Jacinta Dantas disse...

Que seja benvindo à história, com seus desejos e fantasias, o recém chegado Dias.

Paula Barros disse...

Dauri, foi bem oportuna a observação sobre o narrador, e o novo foco.

Não é fácil acompanharmos uma história pelo blog, expectativa, comentários (o quê e como comentar?), e no meu caso quem me embala é o misto de curiosidade, de emoção, de expectativa do andamento da história, apreciação da escrita....

Fico imaginando o que você vai nos trazer de novo. Acompanhar aqui é pensar na vida, porque nunca sabemos como será o nosso dia, o nosso próximo capítulo, quem vai aparecer e interagir com a nossa história.

Quanto o capítulo de hoje, tem vários pontos que me chamaram a atenção, vários.

E este mexeu:

"Sonhos que recorrem, uma ilusão de amor, estas coisas difíceis, ainda mais para ele, ilusões que sempre voltam, desejos que sempre estão à porta pedindo realização"

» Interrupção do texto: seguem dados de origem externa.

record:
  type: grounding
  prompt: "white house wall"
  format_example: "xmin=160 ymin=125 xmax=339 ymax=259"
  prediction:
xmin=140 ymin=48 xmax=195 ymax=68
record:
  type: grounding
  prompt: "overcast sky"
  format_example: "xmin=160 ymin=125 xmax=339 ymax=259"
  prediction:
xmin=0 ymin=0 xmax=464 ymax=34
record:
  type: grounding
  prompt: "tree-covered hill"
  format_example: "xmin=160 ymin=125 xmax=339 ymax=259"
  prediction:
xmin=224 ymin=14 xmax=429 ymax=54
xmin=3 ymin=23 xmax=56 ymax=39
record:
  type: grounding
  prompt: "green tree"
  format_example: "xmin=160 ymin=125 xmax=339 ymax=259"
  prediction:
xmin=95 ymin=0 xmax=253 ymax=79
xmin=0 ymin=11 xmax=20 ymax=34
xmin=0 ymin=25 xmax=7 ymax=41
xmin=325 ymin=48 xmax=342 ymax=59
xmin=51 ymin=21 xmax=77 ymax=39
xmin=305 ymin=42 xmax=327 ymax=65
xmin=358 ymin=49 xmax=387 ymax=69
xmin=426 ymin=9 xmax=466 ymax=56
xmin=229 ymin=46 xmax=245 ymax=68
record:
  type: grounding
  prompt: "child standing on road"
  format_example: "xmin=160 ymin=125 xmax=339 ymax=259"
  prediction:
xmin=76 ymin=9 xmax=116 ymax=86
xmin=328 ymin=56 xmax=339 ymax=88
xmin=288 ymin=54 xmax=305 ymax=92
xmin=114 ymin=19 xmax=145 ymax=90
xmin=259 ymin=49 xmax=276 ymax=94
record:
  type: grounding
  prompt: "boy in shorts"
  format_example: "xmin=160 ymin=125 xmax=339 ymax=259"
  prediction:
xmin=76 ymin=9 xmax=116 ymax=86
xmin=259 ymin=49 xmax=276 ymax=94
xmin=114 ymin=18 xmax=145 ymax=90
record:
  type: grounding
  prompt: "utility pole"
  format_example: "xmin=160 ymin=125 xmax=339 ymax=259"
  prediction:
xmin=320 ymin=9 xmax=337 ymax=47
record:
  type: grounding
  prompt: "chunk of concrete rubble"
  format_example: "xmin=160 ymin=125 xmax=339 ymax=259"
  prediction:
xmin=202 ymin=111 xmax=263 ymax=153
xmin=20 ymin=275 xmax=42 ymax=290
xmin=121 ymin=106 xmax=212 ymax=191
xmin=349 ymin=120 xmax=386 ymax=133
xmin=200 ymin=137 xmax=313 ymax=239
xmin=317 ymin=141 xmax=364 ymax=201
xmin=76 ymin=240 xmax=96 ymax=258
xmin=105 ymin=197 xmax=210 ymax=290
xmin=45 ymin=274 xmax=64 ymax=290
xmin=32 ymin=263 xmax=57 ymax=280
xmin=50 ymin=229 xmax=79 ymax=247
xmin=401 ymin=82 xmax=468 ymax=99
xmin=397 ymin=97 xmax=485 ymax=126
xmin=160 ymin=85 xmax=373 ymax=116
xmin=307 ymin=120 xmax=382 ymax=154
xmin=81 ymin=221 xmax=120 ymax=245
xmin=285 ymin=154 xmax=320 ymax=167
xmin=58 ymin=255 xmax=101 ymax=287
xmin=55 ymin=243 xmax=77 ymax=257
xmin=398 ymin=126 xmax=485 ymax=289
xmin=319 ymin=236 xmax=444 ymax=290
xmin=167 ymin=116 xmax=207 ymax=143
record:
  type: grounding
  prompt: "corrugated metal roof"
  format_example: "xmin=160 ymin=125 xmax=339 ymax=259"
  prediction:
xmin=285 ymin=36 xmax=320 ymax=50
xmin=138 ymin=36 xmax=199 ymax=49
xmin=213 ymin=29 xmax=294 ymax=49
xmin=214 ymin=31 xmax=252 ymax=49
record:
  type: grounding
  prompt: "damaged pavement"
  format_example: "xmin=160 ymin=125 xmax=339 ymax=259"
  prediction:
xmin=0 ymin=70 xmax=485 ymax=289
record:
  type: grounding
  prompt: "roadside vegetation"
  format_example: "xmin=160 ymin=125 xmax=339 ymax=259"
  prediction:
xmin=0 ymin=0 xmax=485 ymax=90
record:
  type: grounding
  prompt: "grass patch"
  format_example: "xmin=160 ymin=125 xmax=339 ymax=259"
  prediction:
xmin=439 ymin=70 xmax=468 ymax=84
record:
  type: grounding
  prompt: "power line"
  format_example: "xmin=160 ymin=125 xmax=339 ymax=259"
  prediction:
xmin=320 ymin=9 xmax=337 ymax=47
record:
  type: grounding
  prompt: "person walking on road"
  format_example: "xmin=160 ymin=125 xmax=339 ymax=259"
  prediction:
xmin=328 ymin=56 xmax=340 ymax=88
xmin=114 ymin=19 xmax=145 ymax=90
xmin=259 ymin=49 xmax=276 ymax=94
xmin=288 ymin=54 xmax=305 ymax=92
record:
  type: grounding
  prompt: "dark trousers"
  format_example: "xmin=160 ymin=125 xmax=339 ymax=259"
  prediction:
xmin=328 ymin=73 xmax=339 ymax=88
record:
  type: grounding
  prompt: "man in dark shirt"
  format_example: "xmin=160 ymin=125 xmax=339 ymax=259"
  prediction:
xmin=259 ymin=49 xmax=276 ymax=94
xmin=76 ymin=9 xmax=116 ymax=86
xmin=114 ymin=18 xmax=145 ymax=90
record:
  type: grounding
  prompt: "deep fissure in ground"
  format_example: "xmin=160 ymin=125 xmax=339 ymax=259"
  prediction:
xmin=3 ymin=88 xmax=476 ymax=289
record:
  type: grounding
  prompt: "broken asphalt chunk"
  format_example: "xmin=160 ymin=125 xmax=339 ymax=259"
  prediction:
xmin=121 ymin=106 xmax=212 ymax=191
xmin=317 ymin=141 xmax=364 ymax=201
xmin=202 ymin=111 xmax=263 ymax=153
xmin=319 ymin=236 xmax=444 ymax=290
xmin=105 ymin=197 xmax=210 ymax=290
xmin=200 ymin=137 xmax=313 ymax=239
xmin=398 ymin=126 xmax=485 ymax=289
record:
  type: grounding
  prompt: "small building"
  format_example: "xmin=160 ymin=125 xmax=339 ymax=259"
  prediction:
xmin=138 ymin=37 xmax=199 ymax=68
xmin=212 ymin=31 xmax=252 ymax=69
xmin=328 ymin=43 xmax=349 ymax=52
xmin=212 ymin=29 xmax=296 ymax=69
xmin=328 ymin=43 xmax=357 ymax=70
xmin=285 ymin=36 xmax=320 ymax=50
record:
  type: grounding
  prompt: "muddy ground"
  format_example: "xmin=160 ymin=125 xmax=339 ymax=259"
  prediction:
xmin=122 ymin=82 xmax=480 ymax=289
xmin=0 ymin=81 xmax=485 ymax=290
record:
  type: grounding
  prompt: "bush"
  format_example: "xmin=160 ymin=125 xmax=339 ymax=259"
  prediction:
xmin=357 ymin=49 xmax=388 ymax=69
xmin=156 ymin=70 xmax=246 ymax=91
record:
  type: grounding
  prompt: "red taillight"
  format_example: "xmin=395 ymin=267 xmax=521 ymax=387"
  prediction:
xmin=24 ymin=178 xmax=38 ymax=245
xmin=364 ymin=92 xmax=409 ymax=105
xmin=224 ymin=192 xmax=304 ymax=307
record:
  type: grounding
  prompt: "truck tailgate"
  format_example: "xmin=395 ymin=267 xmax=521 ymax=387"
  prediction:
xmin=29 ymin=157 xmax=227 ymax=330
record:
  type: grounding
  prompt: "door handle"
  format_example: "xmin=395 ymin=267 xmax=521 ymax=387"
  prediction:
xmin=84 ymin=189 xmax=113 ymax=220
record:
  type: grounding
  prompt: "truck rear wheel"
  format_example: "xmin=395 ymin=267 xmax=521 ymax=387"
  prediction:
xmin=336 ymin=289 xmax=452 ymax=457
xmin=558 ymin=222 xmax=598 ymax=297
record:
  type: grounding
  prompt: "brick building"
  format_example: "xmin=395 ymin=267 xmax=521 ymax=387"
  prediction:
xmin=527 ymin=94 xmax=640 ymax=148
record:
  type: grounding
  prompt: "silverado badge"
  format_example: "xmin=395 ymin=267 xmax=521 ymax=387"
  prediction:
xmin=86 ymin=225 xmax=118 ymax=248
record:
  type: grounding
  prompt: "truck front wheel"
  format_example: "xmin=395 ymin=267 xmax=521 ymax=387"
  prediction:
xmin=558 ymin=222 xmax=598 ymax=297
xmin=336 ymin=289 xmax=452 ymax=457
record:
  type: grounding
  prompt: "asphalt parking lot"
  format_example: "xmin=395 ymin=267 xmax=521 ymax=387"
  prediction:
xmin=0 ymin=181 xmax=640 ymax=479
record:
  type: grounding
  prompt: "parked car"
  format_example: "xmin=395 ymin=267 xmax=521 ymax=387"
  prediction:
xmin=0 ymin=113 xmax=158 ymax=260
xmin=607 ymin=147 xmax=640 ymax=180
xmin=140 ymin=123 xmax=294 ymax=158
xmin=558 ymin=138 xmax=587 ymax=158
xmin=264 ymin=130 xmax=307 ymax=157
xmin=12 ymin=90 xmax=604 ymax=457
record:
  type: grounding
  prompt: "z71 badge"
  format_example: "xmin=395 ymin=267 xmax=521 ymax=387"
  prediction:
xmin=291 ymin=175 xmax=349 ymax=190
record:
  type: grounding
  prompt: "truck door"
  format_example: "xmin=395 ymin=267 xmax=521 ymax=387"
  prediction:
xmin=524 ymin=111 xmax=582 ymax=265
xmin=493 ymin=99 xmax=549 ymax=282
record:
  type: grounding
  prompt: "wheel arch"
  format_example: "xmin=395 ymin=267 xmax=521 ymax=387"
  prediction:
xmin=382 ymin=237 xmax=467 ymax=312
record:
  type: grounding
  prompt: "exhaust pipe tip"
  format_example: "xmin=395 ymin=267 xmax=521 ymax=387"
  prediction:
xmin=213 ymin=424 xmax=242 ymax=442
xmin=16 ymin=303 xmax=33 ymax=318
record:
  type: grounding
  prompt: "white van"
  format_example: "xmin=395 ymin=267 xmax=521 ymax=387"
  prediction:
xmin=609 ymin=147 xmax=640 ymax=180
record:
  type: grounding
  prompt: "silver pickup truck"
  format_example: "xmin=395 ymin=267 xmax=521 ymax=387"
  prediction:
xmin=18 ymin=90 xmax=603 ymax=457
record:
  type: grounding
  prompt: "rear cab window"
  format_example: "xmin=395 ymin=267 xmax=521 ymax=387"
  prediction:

Ou o final, sobre o soluço, muito criativo.

abraço.

Paula Barros disse...

Dauri, ficou tão lindo estes barquinhos, gostei demais, e bem diferente do que vemos nos blogs.

Mesmo sabendo que você tem muitos afazeres, vim me queixar que não está atualizado, sinto falta de ler. Aguardo...mas não demora.

um abraço.

Paula Barros disse...

Ah, os barquinho se foram. Aqueles barquinhos me lembraram uma foto que tirei numa praia do Espírito Santo.

Este carro me lembrou um poema seu. Porque eu viajava junto com o personagem, ouvindo música, cabelo ao vento, e com uma vontade de fugir danada. rsrs Tentei achar o poema, não consegui.

Relendo seus poemas, me dou conta, do que já tinha me dado, o quanto é intensa a sua escrita, o quanto é bonita. Mexe forte.

E essas imagens, as dos barquinhos, a do carro, este rapaz, a estrada, a flor...a flor vermelha no desenho preto e branco, dá para se desenvolver contos, ou poemas.

abraço.

Paula Barros disse...

Dauri, já estou ficando com vergonha de passar todo dia aqui.rsrs
Vamos considerar que sou uma funcionária e que vim bater o ponto. Cadê o gerente? rsrs

Super, super interessante esses desenhos que tem colocado, e o nome assim na proa. É uma outra forma de viagem, palavras, sons, imagens...

Ontem achei o poema que falava do carro. E fico a pensar se as imagens tem relação com contos e poemas. Porque tem aquela sua série que falava de navio.